Der ESMA geht es dabei in erster Linie um Einhaltung der kostenbezogenen Bestimmungen. Die Behörde stellt dabei auch fest, dass die Kosten für Kleinanleger nach wie vor höher als für institutionelle Anleger sind. „Um die Beteiligung von Kleinanlegern am Fondsmarkt zu fördern, muss die Aufsicht dem Thema Kosten und Gebühren bei Investmentfonds weiterhin Aufmerksamkeit schenken“, erklärt die ESMA-Vorsitzende Verena Ross. Gleichwohl geht es bei Fondsgebühren in der Regulierung nicht um Kostendeckel, sondern meist um klare Regeln und Transparenz. Die ESMA fordert die nationalen Aufseher auf, bei Regelverstößen tätig zu werden. Kosten haben nach Auffassung der ESMA eine hohe Relevanz für das Ziel des Anlegerschutzes.
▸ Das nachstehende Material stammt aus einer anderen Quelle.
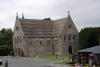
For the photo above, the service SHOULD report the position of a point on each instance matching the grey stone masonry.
(44, 36)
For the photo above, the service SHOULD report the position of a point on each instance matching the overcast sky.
(85, 13)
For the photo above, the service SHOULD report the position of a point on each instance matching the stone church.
(44, 36)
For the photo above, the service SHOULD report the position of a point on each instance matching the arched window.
(74, 37)
(70, 49)
(69, 37)
(17, 28)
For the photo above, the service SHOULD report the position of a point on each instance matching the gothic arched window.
(70, 49)
(74, 37)
(69, 37)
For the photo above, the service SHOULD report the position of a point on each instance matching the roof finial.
(22, 15)
(16, 14)
(68, 13)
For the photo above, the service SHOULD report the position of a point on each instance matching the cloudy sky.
(85, 13)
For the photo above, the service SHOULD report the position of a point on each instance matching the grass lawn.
(50, 57)
(64, 63)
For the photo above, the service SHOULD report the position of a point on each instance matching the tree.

Den stärksten Eingriff in die Preisstruktur bei Fonds gab es bislang bei Performancegebühren. Nachdem es in diesem Segment der Fondskosten in der Vergangenheit in Einzelfällen Auswüchse gegeben hatte, sind die Aufseher tätig geworden. Seit 2020 gelten in Europa einheitliche Regeln für erfolgsabhängige Gebühren bei Investmentfonds. Insbesondere sollen die ESMA-Leitlinien sicherstellen, dass die erfolgsabhängige Vergütung den Grundsätzen entspricht, dass die Anbieter ihre Geschäftstätigkeit ehrlich und fair sowie mit der gebotenen Sachkenntnis, Sorgfalt und Gewissenhaftigkeit im bestmöglichen Interesse des Anlagevermögens ausüben. Die neuen Regeln orientierten sich eng an den deutschen Vorgaben, die schon zuvor eingeführt wurden.
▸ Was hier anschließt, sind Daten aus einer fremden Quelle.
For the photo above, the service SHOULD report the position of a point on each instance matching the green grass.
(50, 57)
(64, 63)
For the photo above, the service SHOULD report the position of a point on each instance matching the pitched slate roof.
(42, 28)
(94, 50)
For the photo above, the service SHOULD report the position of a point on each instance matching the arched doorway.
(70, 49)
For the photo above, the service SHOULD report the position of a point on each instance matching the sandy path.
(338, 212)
Die Praxis zeigt, dass in Deutschland die Standardisierung der Kostenklauseln bei Fonds weiter vorangeschritten ist als in anderen Ländern. Zudem wird Brancheninformationen zufolge an einer Überarbeitung der Musterkostenklauseln gearbeitet. Unabhängig davon wirkt die BaFin bei ESMA auch daran mit, dass die erfolgsabhängige Vergütung weiter standardisiert wird.